A Single-Arm, Open-Label, Compassionate Use Study of VSV-02 Administered Intravenously and Intratumorally in Patients With Advanced Solid Tumors

1. Background Cancer remains a major public health concern worldwide. Despite advances in multimodal therapies including surgery, chemotherapy, radiotherapy, and targeted agents, effective treatments for recurrent or metastatic solid tumors are still limited. Immunotherapy, particularly immune checkpoint inhibitors (ICIs) targeting PD-1/PD-L1, has revolutionized oncology, but primary and acquired resistance remain significant challenges.

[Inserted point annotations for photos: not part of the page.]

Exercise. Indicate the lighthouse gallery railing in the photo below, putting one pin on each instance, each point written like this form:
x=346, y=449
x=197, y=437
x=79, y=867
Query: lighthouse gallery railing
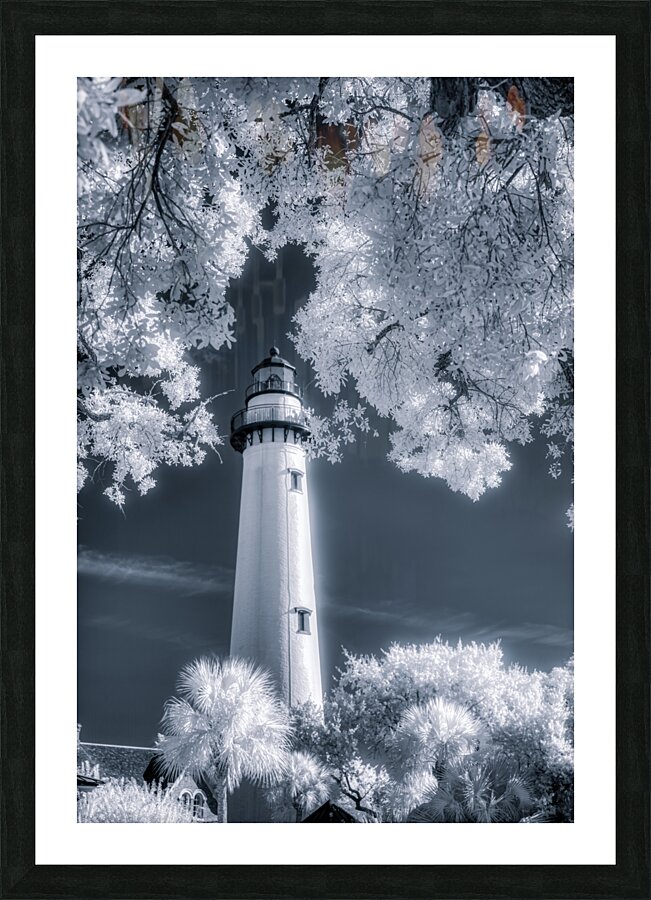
x=268, y=415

Oncolytic viruses (OVs) represent a promising strategy to enhance antitumor immunity and overcome resistance. VSV-02 is an attenuated Vesicular Stomatitis Virus engineered to encode a CD3/PD-L1 bispecific antibody. It selectively infects and lyses tumor cells (oncolysis) and locally expresses the bispecific antibody, which bridges T cells and PD-L1-positive tumor cells to force T-cell activation and counteract PD-1/PD-L1-mediated suppression. This dual mechanism of action aims to stimulate a potent, localized immune response, making VSV-02 a compelling candidate for cancer immunotherapy. 2. Objectives Primary Objectives: To evaluate the preliminary efficacy of VSV-02 Injection administered via intravenous (IV) and intratumoral (IT) routes in subjects with advanced solid tumors, as measured by Objective Response Rate (ORR), Disease Control Rate (DCR), Duration of Response (DoR), Progression-Free Survival (PFS), and Overall Survival (OS) per RECIST 1.1.

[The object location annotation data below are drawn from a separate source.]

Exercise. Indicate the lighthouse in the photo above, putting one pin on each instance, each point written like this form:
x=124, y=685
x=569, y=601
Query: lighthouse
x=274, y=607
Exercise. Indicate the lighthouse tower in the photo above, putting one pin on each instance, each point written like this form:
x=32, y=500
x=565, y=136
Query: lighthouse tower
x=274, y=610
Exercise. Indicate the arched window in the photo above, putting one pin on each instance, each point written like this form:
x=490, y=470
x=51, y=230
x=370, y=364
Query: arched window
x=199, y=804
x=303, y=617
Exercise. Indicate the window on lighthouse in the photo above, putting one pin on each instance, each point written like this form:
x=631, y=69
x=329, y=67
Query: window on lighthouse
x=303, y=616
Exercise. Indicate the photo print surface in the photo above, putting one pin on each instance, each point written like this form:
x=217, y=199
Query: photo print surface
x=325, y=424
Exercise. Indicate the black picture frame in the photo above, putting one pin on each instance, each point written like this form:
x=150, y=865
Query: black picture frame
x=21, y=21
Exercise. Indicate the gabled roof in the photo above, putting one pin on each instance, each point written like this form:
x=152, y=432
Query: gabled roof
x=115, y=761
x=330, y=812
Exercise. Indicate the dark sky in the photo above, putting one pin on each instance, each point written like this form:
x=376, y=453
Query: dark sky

Secondary Objectives: To assess the safety and tolerability profile of VSV-02 (IV and IT), including the incidence and characteristics of adverse events (AEs), and changes in laboratory parameters, vital signs, ECGs, and physical examinations. 3. Study Design Trial Phase: Phase I Intervention Model: Single Group Assignment Allocation: Non-Randomized Masking: None (Open-Label) Primary Purpose: Treatment This is a single-arm, open-label, dose-escalation study. The study will follow a standard "3+3" design to evaluate the safety and preliminary efficacy of VSV-02. 4. Eligibility Criteria Age: ≥ 18 years. Diagnosis: Histologically or cytologically confirmed advanced solid tumors (e.g., melanoma, head and neck squamous cell carcinoma, cervical cancer, osteosarcoma, nasopharyngeal carcinoma, breast cancer, lung cancer, colorectal cancer, liver cancer, gastric cancer).

Prior Therapy: Disease progression after at least two prior standard systemic therapies (including targeted therapy, where applicable), or for whom no standard therapy exists. Specific requirements vary by tumor type.

Measurable Disease: At least one measurable lesion per RECIST 1.1 and at least one lesion accessible for IT injection.

Performance Status: ECOG score of 0-2 and life expectancy ≥ 12 weeks. Organ Function: Adequate hematological, hepatic, and renal function. Key exclusion criteria include: symptomatic or untreated brain metastases (asymptomatic, stable for ≥3 months post-treatment allowed); active autoimmune disease; significant cardiovascular disease; active infection; concurrent anticoagulant therapy; and requirement for high-dose systemic corticosteroids. 5. Interventions Participants will receive VSV-02 Injection (supplied by Shanghai Rongrui Pharmaceutical Technology Co., Ltd.; specification: 1mL/vial; titer: 3.0×10^10 PFU/mL) on Day 1 of each 21-day cycle for up to 6 cycles. Dosing involves concurrent IV and IT administration. The starting dose level is 6×10^10 PFU (IT) + 6×10^11 PFU (IV). The IT injection volume will be determined based on tumor size measured within 24 hours prior to injection, with a maximum total volume of 10 mL per subject per day. Treatment continues until disease progression (with clinical deterioration), unacceptable toxicity, withdrawal of consent, completion of 6 cycles, or other protocol-specified criteria. 6. Outcome Measures Efficacy Assessments: Tumor assessments will be performed per RECIST 1.1. Subjects with initial radiographic progression per RECIST 1.1 but without clinical deterioration may continue treatment, with progression confirmed per iRECIST ≥4 weeks later. Primary efficacy endpoints are ORR, DCR, DoR, PFS, and OS.

Safety Assessments: Safety will be monitored throughout the study. AEs will be graded according to NCI CTCAE v5.0. Assessments include monitoring of AEs/SAEs, DLTs/MTD, clinical laboratory tests, vital signs, ECGs, and physical examinations.